Album: Virginal Co Ordinates

Label: Ipecac

Review date: Jun. 14, 2004


Violinist and composer Eyvind Kang is a genuinely enigmatic figure, whose eldritch playing has distinguished recordings by a weird, wide array of musicians ranging from Sun City Girls to Joe McPhee, John Zorn, Laurie Anderson, and Mr. Bungle. Quite a résumé. Though he is a highly inventive improviser, Kang has long devoted a good portion of his energy to meticulously constructed, multi-genre compositions (frequently grouped under the heading NADES).
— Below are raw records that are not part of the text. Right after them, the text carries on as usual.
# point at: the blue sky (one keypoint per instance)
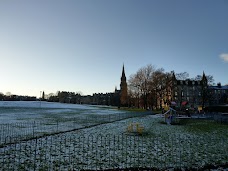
(81, 45)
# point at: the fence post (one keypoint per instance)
(33, 129)
(57, 126)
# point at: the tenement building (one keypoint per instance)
(189, 92)
(218, 94)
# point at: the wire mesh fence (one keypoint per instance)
(13, 132)
(100, 152)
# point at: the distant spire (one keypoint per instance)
(173, 75)
(123, 72)
(204, 76)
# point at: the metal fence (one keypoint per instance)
(13, 132)
(99, 152)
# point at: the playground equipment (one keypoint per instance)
(135, 128)
(171, 116)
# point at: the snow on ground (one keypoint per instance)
(111, 146)
(26, 119)
(42, 104)
(21, 111)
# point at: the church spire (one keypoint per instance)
(123, 73)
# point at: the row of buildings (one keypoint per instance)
(179, 93)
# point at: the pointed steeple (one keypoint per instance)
(173, 75)
(204, 76)
(123, 73)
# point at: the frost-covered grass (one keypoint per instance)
(111, 146)
(23, 120)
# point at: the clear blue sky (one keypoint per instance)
(81, 45)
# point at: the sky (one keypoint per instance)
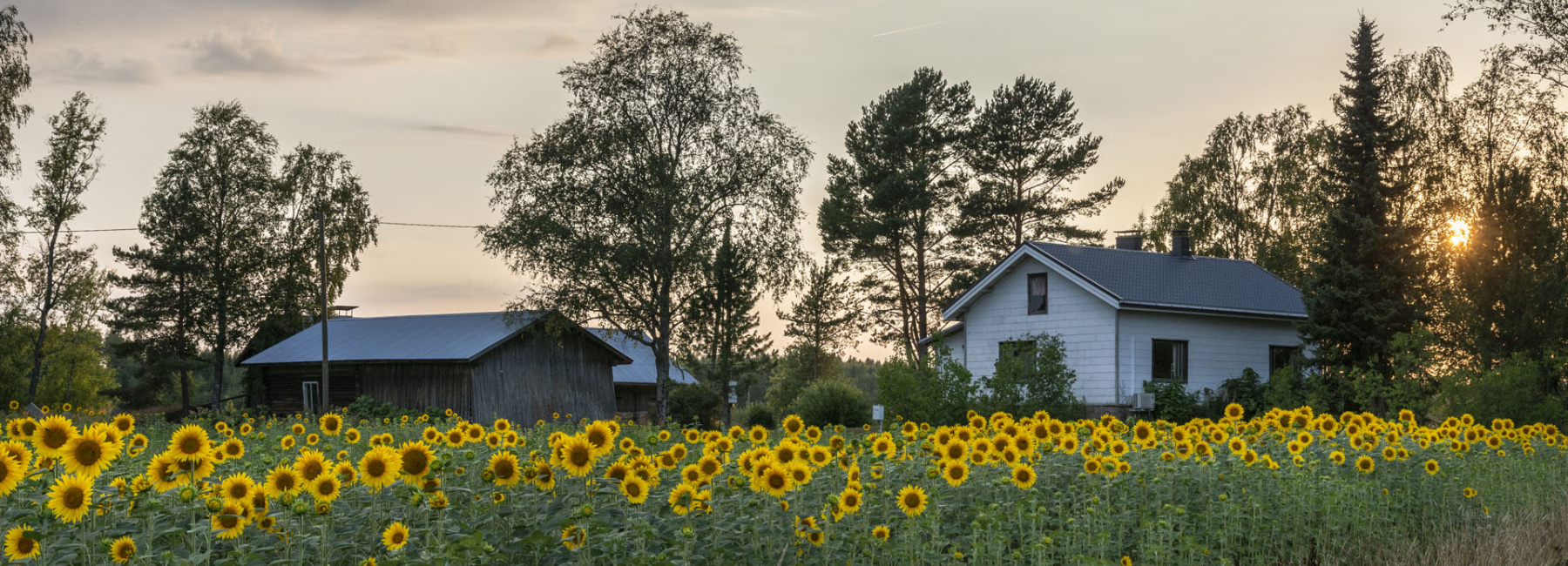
(423, 96)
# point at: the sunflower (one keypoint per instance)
(774, 482)
(123, 549)
(574, 536)
(1024, 477)
(331, 424)
(911, 501)
(311, 464)
(850, 501)
(21, 542)
(190, 442)
(380, 468)
(71, 497)
(237, 488)
(282, 480)
(635, 489)
(327, 488)
(416, 460)
(504, 469)
(956, 474)
(578, 455)
(52, 435)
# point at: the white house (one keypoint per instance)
(1129, 315)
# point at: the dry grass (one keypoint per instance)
(1518, 540)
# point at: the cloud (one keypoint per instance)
(557, 43)
(909, 29)
(478, 131)
(90, 66)
(251, 52)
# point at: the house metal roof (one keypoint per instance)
(642, 367)
(1145, 280)
(446, 338)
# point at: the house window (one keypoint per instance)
(1281, 358)
(1168, 361)
(1017, 348)
(311, 395)
(1037, 293)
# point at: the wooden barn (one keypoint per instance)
(521, 366)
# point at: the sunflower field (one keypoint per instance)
(1286, 487)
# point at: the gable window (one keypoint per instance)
(1168, 361)
(1281, 358)
(1037, 293)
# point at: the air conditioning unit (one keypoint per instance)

This 73-minute composition (broken into multiple tracks, for convenient referencing) represents the natural extension of what Kang has explored on some of his earlier NADES releases on Tzadik. The piece was commissioned for a new music festival in Bologna, Italy, and features the 16-piece Italian ensemble Playground (strings, winds, percussion, and so forth) along with high profile guests vocalist Mike Patton, guitarist Tim Young, fellow violinist Michael White (an Arkestra alum), and sound processors Tucker Martine and Evan Schiller. So it’s evident that the musicians, coming from a wide variety of backgrounds, have a lot of resources at their disposal. Good thing, too, since Kang puts them through their paces.

By turns somber and sunny, Kang writes his way through a bevy of genre references and idiomatic episodes, opening with a dark new music dirge, launching forward into Esquivel-like big band charts, and stopping for a long while in a thick, fulsome drone (heard on the rapturous title track). He even tries his hand, not entirely convincingly, at Bombay pop on the closing “Marriage of Days.” There are times when the restless compositional changeups get a bit irksome, and occasionally there seems to be far more emphasis on gesture or atmosphere than on substance and progression, but there are other moments which are quite moving (such as “I Am the Dead,” which has multi-tracked Patton on his best behavior).

Kang is not really demonstrative in his own playing – he prefers to work more structurally, cueing different sections of the piece or create rich textural backdrops. Indeed, nothing about this piece is geared towards improvisation; Kang seems more intent on trance and repetition than self-expression. For the most successful example of this approach, consult the 20-minute “Doorway to the Sun,” which alternates between an oscillating hum, a ritualistic vocal choir with quasi-Gamelan stylings, and a marimba-based piece which (perhaps inevitably) recalls Steve Reich. And in a similar way, the extended “Innocent Eye, Crystal See” will no doubt please Sigur Ros fans.

Overall, there’s not a whole lot of edge to this recording and not all of it is convincing. But there are certainly more good moments than bad, and Kang is always worth a listen.